COVID-19 : fin de crise

Deux mois après la mise en place des premières mesures de protection contre le SARS-Cov2, les chiffres montrent que cette difficulté passagère est terminée.

L’évolution du nombre de personnes hospitalisées, publiée sur le site de France-Info poursuit une décroissance régulière selon une courbe en cloche comparable à toute autre épidémies de gastro-entérite ou de grippe.

 

Au 18 mai, sur environ 35000 hospitalisations quotidiennes, le nombre de personnes hospitalisées pour cause de Coronavirus se situe à moins de 400, soit environ 1% du total des hospitalisations, dont environ 10% nécessitent des soins lourds.

De son côté, l’INSEE publie les statistiques hebdomadaires des décès.

La hausse de mortalité, nettement visible à partir de fin mars, est revenue à un étiage absolument normal depuis fin avril.
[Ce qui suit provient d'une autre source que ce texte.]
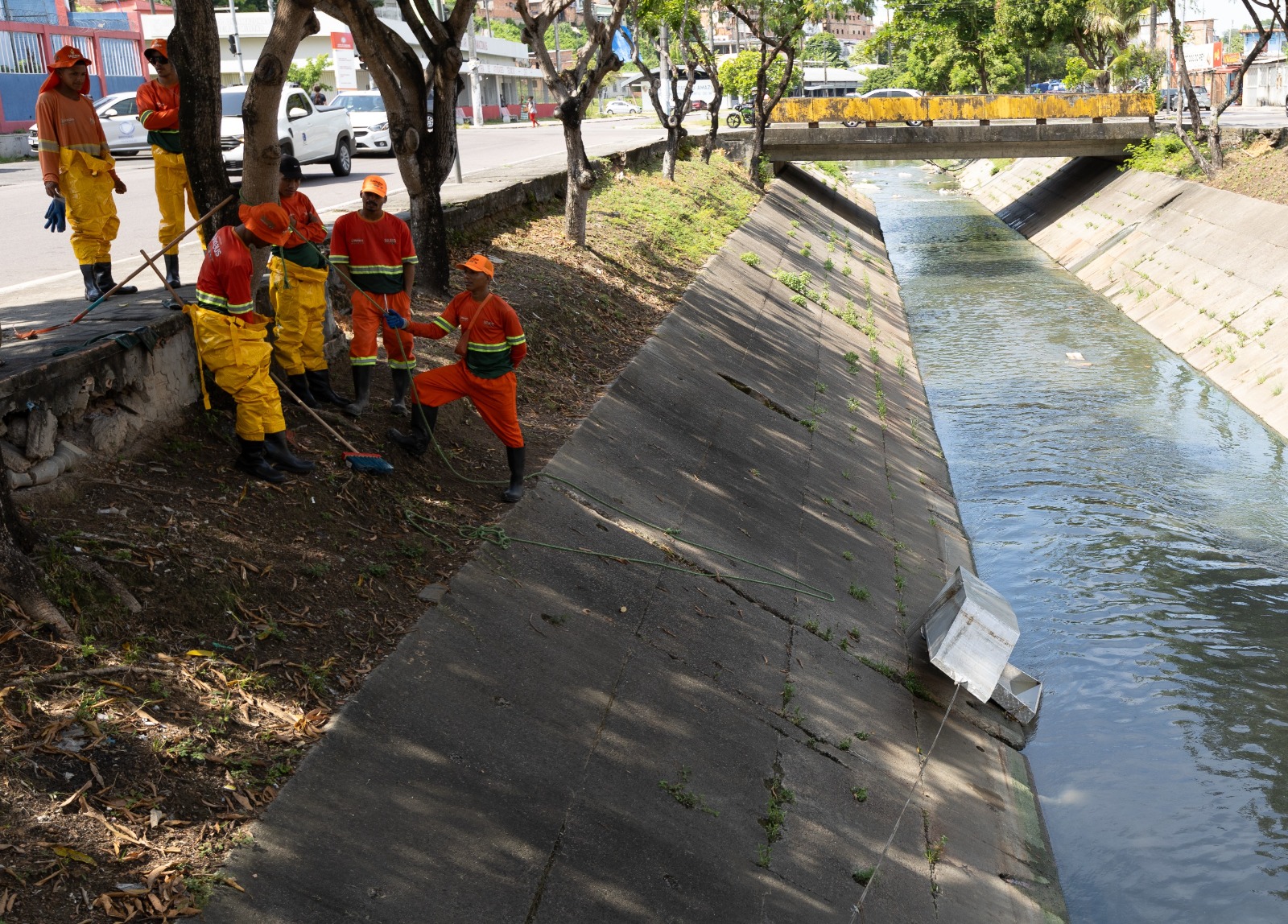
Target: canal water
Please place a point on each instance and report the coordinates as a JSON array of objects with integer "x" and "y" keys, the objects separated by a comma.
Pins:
[{"x": 1137, "y": 520}]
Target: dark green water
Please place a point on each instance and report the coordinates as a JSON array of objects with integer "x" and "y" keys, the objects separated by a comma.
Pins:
[{"x": 1137, "y": 520}]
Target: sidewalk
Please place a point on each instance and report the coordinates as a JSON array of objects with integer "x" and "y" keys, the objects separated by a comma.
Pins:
[{"x": 568, "y": 737}]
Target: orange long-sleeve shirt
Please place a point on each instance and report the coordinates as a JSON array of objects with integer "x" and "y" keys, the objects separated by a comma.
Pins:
[
  {"x": 159, "y": 111},
  {"x": 64, "y": 122}
]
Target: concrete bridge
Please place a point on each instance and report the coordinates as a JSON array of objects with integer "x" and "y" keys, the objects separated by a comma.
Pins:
[{"x": 1030, "y": 125}]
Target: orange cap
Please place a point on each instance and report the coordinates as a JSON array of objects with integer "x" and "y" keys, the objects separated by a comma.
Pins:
[
  {"x": 480, "y": 264},
  {"x": 70, "y": 56},
  {"x": 270, "y": 223}
]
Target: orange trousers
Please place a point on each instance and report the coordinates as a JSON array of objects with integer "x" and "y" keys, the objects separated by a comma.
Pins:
[
  {"x": 493, "y": 398},
  {"x": 367, "y": 320}
]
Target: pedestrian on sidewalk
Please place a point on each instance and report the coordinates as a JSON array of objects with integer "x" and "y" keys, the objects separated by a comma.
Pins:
[
  {"x": 232, "y": 341},
  {"x": 375, "y": 256},
  {"x": 77, "y": 167},
  {"x": 159, "y": 112},
  {"x": 296, "y": 290},
  {"x": 491, "y": 348}
]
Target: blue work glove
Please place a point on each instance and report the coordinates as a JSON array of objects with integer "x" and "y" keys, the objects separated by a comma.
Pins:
[{"x": 56, "y": 217}]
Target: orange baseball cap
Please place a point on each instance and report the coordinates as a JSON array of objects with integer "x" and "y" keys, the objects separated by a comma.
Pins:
[
  {"x": 70, "y": 56},
  {"x": 270, "y": 223},
  {"x": 480, "y": 264}
]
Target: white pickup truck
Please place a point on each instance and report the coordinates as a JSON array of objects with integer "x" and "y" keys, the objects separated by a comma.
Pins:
[{"x": 313, "y": 134}]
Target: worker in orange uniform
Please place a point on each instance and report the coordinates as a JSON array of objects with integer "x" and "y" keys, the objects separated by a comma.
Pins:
[
  {"x": 491, "y": 348},
  {"x": 375, "y": 256},
  {"x": 159, "y": 112},
  {"x": 232, "y": 341},
  {"x": 76, "y": 165},
  {"x": 296, "y": 288}
]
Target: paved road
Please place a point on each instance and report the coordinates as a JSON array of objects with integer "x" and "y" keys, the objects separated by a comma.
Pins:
[{"x": 39, "y": 266}]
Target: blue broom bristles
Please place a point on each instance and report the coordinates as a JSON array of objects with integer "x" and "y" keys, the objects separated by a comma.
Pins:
[{"x": 369, "y": 462}]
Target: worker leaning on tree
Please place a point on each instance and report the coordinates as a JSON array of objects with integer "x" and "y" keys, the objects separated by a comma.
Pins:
[
  {"x": 375, "y": 256},
  {"x": 296, "y": 288},
  {"x": 491, "y": 348},
  {"x": 232, "y": 340},
  {"x": 159, "y": 112},
  {"x": 77, "y": 167}
]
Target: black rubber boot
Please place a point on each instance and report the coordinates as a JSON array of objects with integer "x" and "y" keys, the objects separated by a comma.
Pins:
[
  {"x": 251, "y": 461},
  {"x": 171, "y": 270},
  {"x": 300, "y": 386},
  {"x": 320, "y": 384},
  {"x": 361, "y": 390},
  {"x": 402, "y": 385},
  {"x": 92, "y": 291},
  {"x": 416, "y": 440},
  {"x": 280, "y": 455},
  {"x": 515, "y": 457},
  {"x": 103, "y": 275}
]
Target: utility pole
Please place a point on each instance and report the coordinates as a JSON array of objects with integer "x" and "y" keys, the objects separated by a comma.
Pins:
[
  {"x": 476, "y": 84},
  {"x": 236, "y": 41}
]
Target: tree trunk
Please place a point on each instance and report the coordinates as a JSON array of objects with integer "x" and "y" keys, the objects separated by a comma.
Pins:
[
  {"x": 19, "y": 574},
  {"x": 291, "y": 23},
  {"x": 708, "y": 143},
  {"x": 195, "y": 52},
  {"x": 581, "y": 176}
]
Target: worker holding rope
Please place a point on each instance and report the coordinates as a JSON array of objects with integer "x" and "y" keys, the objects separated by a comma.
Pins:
[
  {"x": 232, "y": 341},
  {"x": 491, "y": 346},
  {"x": 159, "y": 112},
  {"x": 77, "y": 167},
  {"x": 375, "y": 256},
  {"x": 296, "y": 288}
]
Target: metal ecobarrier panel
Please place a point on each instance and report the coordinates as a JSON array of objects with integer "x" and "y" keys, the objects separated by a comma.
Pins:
[{"x": 970, "y": 109}]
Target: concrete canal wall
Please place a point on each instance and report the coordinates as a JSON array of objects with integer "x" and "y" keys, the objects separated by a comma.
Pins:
[
  {"x": 1202, "y": 269},
  {"x": 571, "y": 737}
]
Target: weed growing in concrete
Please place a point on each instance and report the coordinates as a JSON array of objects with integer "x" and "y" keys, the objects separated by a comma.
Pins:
[
  {"x": 682, "y": 793},
  {"x": 935, "y": 851}
]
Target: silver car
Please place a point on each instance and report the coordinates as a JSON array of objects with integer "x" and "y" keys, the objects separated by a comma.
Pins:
[{"x": 120, "y": 118}]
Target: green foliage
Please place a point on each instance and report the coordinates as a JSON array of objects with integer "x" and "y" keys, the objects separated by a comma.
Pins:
[
  {"x": 309, "y": 73},
  {"x": 822, "y": 47},
  {"x": 738, "y": 75}
]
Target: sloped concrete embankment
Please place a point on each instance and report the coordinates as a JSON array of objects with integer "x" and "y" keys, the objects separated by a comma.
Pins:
[
  {"x": 1202, "y": 269},
  {"x": 570, "y": 737}
]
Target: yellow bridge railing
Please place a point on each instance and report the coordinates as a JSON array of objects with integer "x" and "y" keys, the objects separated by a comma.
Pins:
[{"x": 983, "y": 109}]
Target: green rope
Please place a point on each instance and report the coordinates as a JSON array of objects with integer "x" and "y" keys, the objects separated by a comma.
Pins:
[{"x": 499, "y": 537}]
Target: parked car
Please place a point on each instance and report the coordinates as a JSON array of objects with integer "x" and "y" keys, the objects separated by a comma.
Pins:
[
  {"x": 312, "y": 134},
  {"x": 120, "y": 118},
  {"x": 621, "y": 107},
  {"x": 1199, "y": 92},
  {"x": 371, "y": 120},
  {"x": 886, "y": 93}
]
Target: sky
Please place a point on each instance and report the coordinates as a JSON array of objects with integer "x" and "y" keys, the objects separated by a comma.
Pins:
[{"x": 1228, "y": 13}]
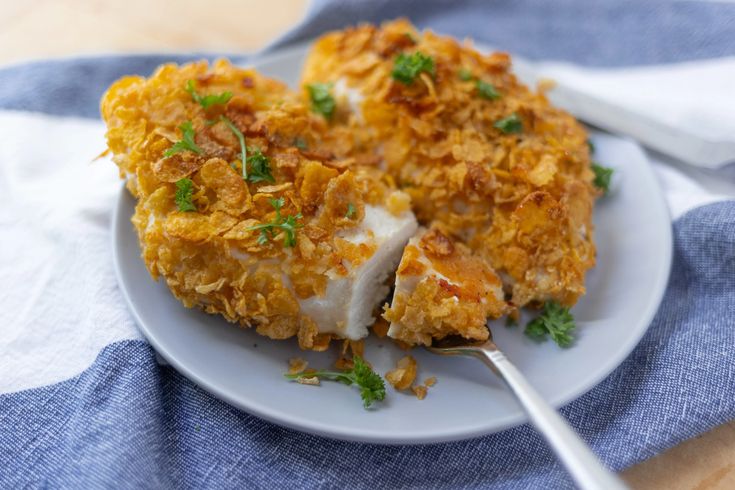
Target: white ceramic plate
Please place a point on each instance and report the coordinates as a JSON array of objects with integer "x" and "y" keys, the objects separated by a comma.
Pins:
[{"x": 633, "y": 234}]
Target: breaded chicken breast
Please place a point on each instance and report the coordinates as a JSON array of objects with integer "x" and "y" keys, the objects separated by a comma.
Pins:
[
  {"x": 442, "y": 289},
  {"x": 244, "y": 211},
  {"x": 488, "y": 159}
]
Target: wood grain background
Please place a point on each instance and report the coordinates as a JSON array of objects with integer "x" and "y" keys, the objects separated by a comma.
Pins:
[{"x": 51, "y": 28}]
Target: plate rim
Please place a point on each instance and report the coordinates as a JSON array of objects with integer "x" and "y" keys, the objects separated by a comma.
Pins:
[{"x": 355, "y": 434}]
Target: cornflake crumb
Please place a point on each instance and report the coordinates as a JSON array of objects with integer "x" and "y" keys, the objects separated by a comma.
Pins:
[
  {"x": 398, "y": 203},
  {"x": 350, "y": 349},
  {"x": 420, "y": 391},
  {"x": 296, "y": 365},
  {"x": 403, "y": 375}
]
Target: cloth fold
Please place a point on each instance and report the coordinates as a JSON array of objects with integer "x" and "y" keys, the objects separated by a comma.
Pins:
[{"x": 84, "y": 404}]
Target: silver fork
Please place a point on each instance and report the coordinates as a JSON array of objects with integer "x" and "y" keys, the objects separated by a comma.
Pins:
[{"x": 586, "y": 470}]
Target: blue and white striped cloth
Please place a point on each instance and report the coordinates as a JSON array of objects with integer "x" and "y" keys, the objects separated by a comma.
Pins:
[{"x": 84, "y": 404}]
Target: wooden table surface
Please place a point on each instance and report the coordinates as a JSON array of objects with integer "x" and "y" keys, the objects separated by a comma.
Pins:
[{"x": 50, "y": 28}]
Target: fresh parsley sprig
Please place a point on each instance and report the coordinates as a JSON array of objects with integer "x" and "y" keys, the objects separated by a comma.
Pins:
[
  {"x": 510, "y": 124},
  {"x": 555, "y": 321},
  {"x": 187, "y": 141},
  {"x": 287, "y": 225},
  {"x": 184, "y": 195},
  {"x": 603, "y": 176},
  {"x": 260, "y": 170},
  {"x": 207, "y": 101},
  {"x": 322, "y": 101},
  {"x": 372, "y": 386},
  {"x": 407, "y": 67},
  {"x": 243, "y": 149}
]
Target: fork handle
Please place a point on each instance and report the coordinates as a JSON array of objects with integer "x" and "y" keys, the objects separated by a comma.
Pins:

Le risque de contagion au Sars-CoV-2 est désormais quasi nul, et les mesures de protection, qu’il demeure possible de conserver dans des circonstances à risques (rassemblements de personnes à haute densité, climatisations problématiques, vigilance sur les abattoirs), deviennent inutiles et/ou absurde (par exemple le port du masque dans des voitures avec une seule personne à bord) dans les circonstances habituelles de l’existence. Faute de l’observer dans le monde, une seconde vague d’épidémie apparaît comme très peu probable. Enfin, la maîtrise technique des services hospitaliers, même si la forme longue de la maladie reste pénible, en efface complètement la létalité.

En bref, il n’y a plus aucune raison d’avoir peur du virus, la plupart des mesures de protection ont perdu leur pertinence dans la quasi totalité des cas, et cela nous ferait à tous le plus grand bien de remplacer les interventions quotidiennes de Jérôme Salomon par une chronique gastronomique de Périco Légasse, par exemple, puisque Jean-Pierre Coffe n’est plus là.

Pour ce qui concerne ICS, le service développement est dans les bureaux, le service commercial sera de nouveau dans les locaux à partir du 25/05 et les autres services dès que les services de transport en commun seront à même de proposer des conditions de transport décentes : horaires normaux, gares normalement ouvertes, et retour à la normale du nombre de rames en service.